Our study has several limitations. First, external validation in the classification method was performed with only one dataset owing to limited time and resources. A further study is required to confirm the universal transferability of CheSS. Second, we did not use dense prediction methods such as object detection and semantic image segmentation. However, the qualitative results show acceptable localizing performances. A further study of dense prediction is also needed to verify our method’s capabilities of localizing a region of interest. Third, more ablation studies, stress tests, and parameter searching are needed to evaluate the performance of CheSS weights. Finally, several studies [6, 7, 28] have shown that using a batch size of more than 1000 in the upstream task leads to good performance.
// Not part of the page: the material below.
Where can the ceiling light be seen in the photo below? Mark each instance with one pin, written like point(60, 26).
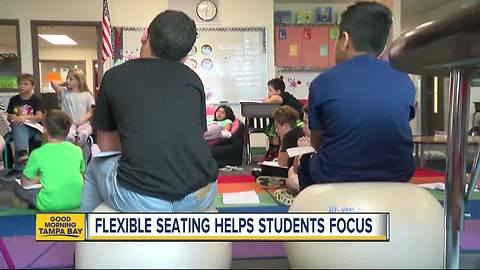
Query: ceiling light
point(58, 39)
However, the size of the images used in these papers was set to 224 × 224, while ours was 512 × 512 in consideration of the characteristic of medical imaging with high resolution [21]. Due to limitations on resources and time, we were unable to experiment with various batch sizes. In the further studies, we will include the ablations study of various batch sizes on a self-supervised network for high-resolution medical image analysis.

Conclusion

This study showed the decent transferability of CheSS weights. This open model can help researchers overcome data imbalance, data shortage, and inaccessibility of medical image datasets. CheSS can also be used for perceptual loss in image-to-image translation.